May 2004, saw normal service resume and sparkling sunshine welcomed Serevi’s and the players return with their supporters alike. Jonathan Davies and Mick Galwey, long standing friends, honored Heineken Kinsale Sevens to become Event Patrons. ‘Gaillimh’ and Jonathan have been great ambassadors. Christian Cullen, ‘The Paekakariki Express’ and record try scorer in Test matches for the All-Blacks, was there also to see the South Sea Drifters, effectively an international side including Serevi, playing the best of Sevens.
The following year saw Marauders, finally, make the breakthrough and win the Senior Men’s Final. Alan Gaffney, Munster coach, returned again to regale all with his stories and spoke of the very special atmosphere of ‘Kinsale’. Craig Chalmers, Scotland and Lions, visited Kinsale for the first time, May 2006, and witnessed the most open competition at all levels for several years. Newcomers, Newcastle Whalers from England emerged winners after extra time in a very closely contested final against Susies Exiles, a Kiwi-Dutch side from Amsterdam.

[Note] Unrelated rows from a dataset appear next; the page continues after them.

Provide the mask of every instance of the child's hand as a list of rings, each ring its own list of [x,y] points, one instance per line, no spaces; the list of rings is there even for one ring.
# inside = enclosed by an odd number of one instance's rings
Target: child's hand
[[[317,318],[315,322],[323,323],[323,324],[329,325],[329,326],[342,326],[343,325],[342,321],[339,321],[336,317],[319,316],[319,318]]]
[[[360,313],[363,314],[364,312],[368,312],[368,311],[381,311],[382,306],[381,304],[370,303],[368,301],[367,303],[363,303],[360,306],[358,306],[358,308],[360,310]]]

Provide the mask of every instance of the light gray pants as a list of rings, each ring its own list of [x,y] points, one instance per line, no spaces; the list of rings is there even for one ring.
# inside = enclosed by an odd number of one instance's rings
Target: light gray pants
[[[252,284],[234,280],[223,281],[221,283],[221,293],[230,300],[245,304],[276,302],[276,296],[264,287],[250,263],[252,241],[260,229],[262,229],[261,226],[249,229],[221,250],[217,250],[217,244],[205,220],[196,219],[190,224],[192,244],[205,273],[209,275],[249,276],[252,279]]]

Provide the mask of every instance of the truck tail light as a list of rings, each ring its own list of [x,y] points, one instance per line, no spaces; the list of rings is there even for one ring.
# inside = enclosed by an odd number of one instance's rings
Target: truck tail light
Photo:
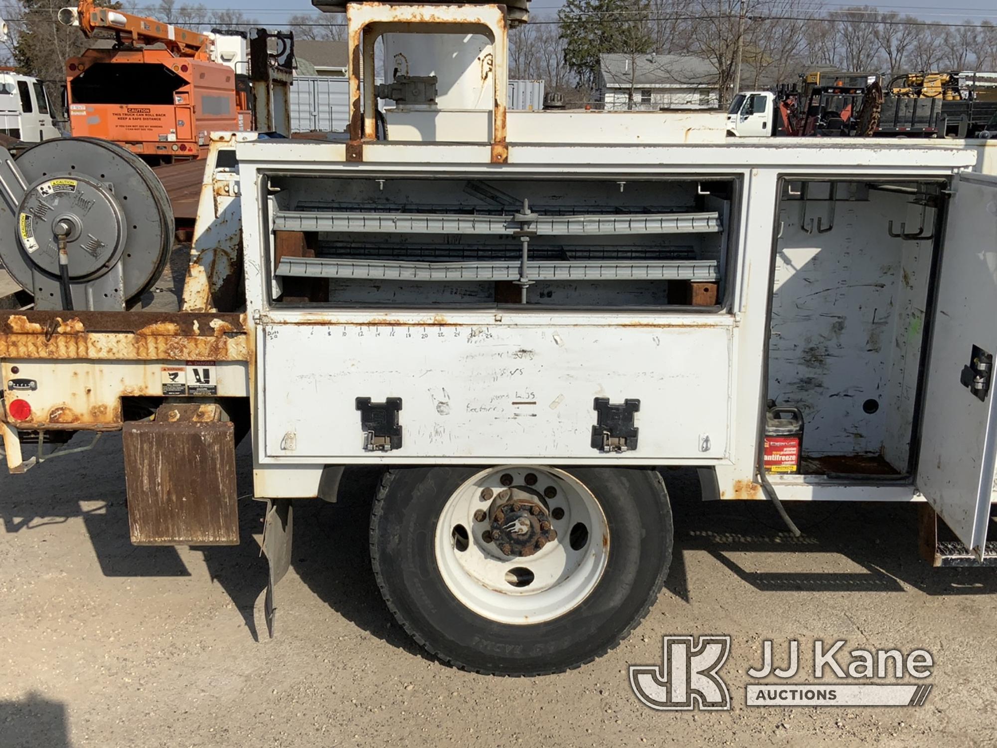
[[[11,400],[7,412],[15,421],[26,421],[31,417],[31,405],[27,400]]]

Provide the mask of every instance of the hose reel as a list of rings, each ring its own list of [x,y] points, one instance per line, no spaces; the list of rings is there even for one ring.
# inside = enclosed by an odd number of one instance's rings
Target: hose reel
[[[120,310],[159,280],[172,247],[169,197],[113,143],[0,150],[0,261],[36,309]]]

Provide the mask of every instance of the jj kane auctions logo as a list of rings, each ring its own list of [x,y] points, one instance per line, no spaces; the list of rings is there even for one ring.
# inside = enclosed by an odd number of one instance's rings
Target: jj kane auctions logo
[[[630,687],[652,709],[731,708],[731,693],[720,674],[731,652],[731,637],[724,635],[662,637],[661,664],[631,665]],[[785,667],[777,666],[771,639],[762,649],[762,663],[750,667],[748,676],[766,682],[745,686],[747,706],[921,706],[931,692],[930,683],[897,683],[907,676],[923,680],[931,675],[934,659],[925,649],[904,654],[899,649],[846,649],[839,639],[814,641],[811,673],[802,669],[800,641],[790,639]],[[775,678],[775,681],[771,681]],[[882,682],[891,679],[891,682]]]

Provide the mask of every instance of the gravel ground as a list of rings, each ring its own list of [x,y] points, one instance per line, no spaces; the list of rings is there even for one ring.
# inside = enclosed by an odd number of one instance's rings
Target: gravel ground
[[[245,445],[238,465],[248,494]],[[272,640],[259,503],[242,502],[238,547],[135,548],[120,437],[2,475],[0,746],[994,744],[997,572],[927,567],[910,507],[792,506],[791,542],[768,505],[704,504],[689,474],[664,476],[676,561],[647,619],[593,664],[509,679],[441,665],[394,622],[366,556],[369,473],[338,505],[296,507]],[[627,666],[676,633],[733,636],[730,711],[634,697]],[[930,650],[927,703],[744,705],[764,638],[816,637]]]

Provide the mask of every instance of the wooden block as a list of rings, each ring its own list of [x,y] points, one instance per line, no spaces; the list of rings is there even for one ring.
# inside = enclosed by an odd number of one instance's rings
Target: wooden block
[[[133,544],[238,545],[230,422],[137,421],[122,431]]]
[[[717,303],[717,284],[689,281],[690,296],[693,306],[715,306]]]

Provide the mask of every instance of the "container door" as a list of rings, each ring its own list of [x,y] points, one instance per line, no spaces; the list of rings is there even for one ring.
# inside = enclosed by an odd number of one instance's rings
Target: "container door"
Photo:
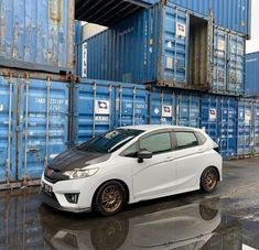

Over the years, more characters than that seen in the ‘Wizard of Oz’ have walked onto the ‘stage’ of the Sevens in Kinsale. They, with their teams, have added colour, humour and provided entertainment on and off the pitch – from Beconsfield, Stoned Pups, Big Kahunas, Drifters, Ben Tod, Ashbourne, JP Morgan, UCD and then to the Women’s teams … St. Alban’s, Blackrock, Royal Vets, Highfield, Oxford, Clonakilty, Universitie de Rennes and Clancy’s Bunnies to name only a very few.
Our referees from Munster with guests from Leinster, Manchester and Cambridge have become an integral part of the weekend, combining with application of high standards with a certain ‘joie de vivre’. And to the future? Slainte le Kinsale RFC agus Heineken Kinsale Sevens!!